Die Abgasqualität der Fahrzeuge auf Deutschlands Straßen variiert beträchtlich, abhängig davon, in welchem Zulassungsbezirk sie sich befinden. Eine Untersuchung des Kraftfahrt-Bundesamtes zeigt, dass der Anteil von Autos mit älterer Abgastechnologie je nach Region zwischen einem Drittel und einem Zehntel variiert. Somit spiegeln die Unterschiede auch die regionale Bandbreite wider.
Lüchow-Dannenberg in Niedersachsen weist mit 33,7 Prozent den höchsten Anteil an Fahrzeugen auf, die nach den veralteten Abgasnormen Euro 1 bis Euro 4 zugelassen sind. Dicht dahinter folgen Elbe-Elster und Duisburg Stadt mit 31,7 beziehungsweise 30,7 Prozent. Auch andere Regionen wie Emmendingen und Gelsenkirchen Stadt verzeichnen vergleichbare Werte, was auf einen deutlichen Modernisierungsbedarf hindeutet.

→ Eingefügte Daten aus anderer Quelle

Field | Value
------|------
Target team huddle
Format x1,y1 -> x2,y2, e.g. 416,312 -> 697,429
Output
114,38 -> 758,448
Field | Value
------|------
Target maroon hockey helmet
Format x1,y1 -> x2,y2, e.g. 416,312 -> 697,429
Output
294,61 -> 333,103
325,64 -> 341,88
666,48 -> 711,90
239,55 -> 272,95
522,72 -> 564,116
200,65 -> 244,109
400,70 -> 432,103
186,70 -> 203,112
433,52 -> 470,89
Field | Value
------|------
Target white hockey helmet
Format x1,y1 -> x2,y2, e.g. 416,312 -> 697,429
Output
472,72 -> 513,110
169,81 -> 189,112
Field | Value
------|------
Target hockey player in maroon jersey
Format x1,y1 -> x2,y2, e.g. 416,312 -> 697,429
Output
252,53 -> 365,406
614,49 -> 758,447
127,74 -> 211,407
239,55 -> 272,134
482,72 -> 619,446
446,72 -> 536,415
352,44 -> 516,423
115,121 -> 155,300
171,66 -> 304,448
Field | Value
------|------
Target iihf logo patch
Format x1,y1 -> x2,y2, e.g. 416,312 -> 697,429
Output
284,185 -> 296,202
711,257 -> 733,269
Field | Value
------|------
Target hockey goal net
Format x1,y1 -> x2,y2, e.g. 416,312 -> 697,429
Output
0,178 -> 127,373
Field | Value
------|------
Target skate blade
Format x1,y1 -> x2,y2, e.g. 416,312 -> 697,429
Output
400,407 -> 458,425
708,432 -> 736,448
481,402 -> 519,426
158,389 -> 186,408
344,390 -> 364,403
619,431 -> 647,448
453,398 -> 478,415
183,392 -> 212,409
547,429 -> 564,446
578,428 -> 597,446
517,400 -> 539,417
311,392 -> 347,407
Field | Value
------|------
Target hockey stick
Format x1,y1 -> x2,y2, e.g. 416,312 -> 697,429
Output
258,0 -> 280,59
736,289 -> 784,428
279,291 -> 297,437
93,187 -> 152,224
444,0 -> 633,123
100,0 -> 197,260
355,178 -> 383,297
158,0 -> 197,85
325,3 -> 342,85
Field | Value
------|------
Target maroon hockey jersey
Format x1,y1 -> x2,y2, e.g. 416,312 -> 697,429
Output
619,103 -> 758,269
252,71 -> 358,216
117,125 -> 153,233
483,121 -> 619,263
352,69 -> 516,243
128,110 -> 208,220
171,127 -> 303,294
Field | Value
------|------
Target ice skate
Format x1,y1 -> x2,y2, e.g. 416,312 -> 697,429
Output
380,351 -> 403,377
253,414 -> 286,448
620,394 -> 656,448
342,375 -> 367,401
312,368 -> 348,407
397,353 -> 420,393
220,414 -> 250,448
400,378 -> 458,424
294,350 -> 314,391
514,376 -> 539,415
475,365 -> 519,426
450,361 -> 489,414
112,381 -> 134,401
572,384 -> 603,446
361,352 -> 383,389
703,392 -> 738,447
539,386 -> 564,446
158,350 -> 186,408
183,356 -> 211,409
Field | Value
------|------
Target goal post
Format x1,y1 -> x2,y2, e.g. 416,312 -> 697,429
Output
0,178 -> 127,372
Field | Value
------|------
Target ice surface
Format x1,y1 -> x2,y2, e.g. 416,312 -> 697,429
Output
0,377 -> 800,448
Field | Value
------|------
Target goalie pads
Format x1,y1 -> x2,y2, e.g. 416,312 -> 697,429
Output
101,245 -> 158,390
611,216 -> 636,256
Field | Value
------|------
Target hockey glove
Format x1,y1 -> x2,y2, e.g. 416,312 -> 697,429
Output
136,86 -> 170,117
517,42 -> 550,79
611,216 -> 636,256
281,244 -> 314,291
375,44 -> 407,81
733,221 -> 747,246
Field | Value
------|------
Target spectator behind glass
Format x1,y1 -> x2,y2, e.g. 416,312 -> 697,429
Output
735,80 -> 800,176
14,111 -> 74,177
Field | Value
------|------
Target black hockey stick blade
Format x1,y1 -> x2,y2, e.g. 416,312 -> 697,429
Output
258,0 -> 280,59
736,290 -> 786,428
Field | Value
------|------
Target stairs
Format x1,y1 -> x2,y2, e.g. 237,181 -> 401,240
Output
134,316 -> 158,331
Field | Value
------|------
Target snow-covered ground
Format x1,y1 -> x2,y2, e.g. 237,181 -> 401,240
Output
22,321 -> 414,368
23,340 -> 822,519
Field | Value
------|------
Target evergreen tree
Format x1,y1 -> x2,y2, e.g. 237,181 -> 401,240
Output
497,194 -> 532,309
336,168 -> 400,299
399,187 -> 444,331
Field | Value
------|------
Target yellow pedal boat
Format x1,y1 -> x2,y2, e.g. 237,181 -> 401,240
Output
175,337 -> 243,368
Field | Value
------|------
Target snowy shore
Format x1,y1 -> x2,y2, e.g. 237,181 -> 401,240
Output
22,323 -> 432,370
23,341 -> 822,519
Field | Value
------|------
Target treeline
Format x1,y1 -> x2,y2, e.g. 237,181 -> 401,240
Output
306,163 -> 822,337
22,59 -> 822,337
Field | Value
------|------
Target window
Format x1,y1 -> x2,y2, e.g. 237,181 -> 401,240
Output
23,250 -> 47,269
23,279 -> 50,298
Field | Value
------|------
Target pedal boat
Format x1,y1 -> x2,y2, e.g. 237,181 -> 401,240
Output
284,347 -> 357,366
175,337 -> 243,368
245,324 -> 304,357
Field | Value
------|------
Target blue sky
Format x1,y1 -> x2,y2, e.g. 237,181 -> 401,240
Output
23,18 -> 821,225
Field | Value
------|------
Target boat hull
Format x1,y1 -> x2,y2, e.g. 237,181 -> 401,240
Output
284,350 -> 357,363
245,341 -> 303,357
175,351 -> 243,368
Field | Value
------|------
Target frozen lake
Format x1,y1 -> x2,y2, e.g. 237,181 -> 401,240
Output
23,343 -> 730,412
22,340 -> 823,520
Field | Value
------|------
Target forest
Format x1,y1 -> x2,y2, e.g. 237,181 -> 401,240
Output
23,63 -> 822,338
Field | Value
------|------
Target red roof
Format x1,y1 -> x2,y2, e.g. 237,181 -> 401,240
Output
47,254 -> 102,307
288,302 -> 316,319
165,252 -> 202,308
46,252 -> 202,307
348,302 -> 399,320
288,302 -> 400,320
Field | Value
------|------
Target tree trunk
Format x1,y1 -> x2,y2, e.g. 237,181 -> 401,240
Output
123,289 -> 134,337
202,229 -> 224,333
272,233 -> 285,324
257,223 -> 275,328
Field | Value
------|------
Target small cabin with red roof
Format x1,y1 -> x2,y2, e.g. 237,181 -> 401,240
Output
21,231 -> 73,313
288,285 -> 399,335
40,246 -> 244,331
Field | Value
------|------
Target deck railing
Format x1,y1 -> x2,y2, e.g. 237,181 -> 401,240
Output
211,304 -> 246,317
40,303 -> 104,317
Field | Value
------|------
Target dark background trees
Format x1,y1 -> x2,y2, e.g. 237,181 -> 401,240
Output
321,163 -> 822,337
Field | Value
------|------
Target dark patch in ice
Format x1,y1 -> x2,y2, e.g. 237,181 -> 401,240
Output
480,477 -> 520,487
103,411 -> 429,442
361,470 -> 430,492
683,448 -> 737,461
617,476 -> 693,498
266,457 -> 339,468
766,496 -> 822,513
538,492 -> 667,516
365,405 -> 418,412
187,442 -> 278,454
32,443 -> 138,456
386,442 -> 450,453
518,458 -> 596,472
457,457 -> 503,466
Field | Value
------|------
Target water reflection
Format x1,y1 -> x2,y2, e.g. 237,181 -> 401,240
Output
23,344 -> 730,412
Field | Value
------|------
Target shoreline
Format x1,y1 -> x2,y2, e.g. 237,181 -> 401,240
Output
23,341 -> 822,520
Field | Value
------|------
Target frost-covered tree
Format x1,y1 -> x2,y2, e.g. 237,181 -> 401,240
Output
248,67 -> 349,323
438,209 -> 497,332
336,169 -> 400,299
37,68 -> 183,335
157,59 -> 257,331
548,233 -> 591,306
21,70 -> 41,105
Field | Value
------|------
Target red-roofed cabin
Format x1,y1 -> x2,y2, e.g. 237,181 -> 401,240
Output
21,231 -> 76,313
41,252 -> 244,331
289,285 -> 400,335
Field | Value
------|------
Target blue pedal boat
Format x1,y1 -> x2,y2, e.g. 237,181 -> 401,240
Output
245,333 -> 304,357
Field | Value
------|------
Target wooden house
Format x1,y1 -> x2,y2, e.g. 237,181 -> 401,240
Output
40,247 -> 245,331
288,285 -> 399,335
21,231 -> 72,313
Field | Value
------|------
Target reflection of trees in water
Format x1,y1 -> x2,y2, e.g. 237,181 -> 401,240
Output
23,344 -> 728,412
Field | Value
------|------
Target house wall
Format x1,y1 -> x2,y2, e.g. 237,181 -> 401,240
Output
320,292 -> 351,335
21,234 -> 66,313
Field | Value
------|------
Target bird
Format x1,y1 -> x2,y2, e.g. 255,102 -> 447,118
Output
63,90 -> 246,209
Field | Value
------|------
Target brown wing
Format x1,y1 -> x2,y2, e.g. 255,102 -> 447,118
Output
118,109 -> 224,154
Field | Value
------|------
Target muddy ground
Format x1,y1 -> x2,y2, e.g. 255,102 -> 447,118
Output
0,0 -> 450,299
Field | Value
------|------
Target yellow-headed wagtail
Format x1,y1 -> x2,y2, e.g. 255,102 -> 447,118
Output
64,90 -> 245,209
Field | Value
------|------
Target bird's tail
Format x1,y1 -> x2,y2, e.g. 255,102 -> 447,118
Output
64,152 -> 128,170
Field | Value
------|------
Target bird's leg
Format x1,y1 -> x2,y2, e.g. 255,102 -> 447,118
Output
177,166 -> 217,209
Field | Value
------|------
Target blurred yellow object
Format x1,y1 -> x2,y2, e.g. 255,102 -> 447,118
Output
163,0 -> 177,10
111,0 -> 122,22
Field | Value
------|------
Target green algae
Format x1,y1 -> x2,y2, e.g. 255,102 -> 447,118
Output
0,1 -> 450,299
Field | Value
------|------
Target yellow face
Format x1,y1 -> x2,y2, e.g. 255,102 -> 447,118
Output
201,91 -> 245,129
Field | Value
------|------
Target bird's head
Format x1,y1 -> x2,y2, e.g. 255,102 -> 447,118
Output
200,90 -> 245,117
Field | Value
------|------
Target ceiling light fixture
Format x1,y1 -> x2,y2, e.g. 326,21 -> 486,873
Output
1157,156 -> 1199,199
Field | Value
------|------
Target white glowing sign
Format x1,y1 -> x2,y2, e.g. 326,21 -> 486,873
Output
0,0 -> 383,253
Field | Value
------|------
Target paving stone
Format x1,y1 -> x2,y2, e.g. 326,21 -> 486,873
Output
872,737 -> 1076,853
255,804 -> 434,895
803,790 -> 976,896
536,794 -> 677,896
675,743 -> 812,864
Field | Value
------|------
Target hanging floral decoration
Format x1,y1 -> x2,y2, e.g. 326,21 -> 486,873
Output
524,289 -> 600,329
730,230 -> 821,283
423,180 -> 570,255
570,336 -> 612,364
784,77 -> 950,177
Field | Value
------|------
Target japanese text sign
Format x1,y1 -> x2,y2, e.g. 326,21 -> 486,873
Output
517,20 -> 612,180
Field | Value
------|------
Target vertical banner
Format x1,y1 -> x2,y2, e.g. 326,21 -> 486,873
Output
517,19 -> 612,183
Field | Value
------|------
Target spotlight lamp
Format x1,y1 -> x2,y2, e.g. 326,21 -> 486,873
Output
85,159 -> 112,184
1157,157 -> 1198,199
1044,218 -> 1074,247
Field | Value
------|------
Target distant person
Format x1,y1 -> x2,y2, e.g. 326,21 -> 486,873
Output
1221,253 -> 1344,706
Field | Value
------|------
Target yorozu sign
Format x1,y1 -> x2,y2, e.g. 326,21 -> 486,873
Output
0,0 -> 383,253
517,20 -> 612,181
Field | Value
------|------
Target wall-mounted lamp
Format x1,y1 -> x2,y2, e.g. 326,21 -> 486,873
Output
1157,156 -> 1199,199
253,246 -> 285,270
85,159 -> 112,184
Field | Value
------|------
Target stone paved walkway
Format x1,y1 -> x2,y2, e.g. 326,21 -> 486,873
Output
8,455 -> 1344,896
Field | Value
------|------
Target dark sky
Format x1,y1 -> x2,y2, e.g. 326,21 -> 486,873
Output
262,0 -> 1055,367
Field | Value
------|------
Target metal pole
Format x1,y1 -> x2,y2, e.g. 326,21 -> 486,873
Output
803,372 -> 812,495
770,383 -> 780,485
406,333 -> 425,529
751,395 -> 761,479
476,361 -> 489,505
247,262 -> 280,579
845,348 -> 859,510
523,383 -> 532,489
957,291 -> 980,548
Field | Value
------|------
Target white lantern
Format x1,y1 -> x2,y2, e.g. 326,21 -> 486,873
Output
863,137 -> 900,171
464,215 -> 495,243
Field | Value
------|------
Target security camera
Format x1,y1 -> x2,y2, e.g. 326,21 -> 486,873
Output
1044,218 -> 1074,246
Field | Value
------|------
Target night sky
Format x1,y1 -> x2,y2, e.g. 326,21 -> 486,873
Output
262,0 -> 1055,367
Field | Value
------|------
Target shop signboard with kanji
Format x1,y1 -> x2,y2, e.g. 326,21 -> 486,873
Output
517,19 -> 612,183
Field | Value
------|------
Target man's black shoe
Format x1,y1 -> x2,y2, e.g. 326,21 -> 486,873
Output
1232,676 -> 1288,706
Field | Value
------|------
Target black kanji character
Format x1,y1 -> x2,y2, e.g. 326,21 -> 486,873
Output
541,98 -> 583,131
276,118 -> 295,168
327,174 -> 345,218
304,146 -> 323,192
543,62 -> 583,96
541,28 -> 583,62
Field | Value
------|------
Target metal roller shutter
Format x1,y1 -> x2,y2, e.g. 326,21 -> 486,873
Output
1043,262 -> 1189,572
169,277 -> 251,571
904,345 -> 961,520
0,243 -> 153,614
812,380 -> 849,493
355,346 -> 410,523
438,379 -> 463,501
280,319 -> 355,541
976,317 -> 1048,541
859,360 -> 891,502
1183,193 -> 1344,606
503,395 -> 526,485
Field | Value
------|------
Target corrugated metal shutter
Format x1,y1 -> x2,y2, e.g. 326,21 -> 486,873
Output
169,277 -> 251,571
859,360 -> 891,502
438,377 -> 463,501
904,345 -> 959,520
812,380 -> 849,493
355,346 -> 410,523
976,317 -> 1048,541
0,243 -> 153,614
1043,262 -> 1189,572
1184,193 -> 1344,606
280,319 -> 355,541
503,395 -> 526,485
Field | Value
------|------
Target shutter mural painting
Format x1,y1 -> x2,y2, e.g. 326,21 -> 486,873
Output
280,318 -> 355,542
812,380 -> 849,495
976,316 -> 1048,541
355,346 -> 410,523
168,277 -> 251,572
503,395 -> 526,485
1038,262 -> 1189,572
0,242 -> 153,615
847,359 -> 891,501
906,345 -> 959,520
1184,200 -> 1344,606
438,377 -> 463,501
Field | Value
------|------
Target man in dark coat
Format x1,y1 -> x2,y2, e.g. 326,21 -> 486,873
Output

Demgegenüber präsentiert sich Wolfsburg mit lediglich 10,9 Prozent als Vorreiter in Sachen moderner Abgastechnologie. Wiesbaden und München zeigen mit 15,4 und 16,1 beziehungsweise 17,8 Prozent ebenfalls beeindruckende Werte. Wolfsburg punktet dabei als Heimat von Volkswagen mit einem erheblichen Anteil an neuen Eigenzulassungen und Firmenwagen, was die Werte in Richtung umweltfreundlicher Fahrzeuge verschiebt.
Ein bemerkenswerter Aspekt ist der Anteil an besonders sauberen Fahrzeugen. Wolfsburg führt die Liste mit 77,2 Prozent an Wagen, die entweder elektrisch fahren oder der Abgasnorm Euro 6 entsprechen. Wiesbaden folgt mit 70,6 Prozent und sticht mit einem hohen Firmenwagenanteil hervor. Weitere Autostädte wie München und Stuttgart bestätigen den Trend, dass finanzstärkere Gegenden häufiger in neue und umweltfreundlichere Fahrzeuge investieren.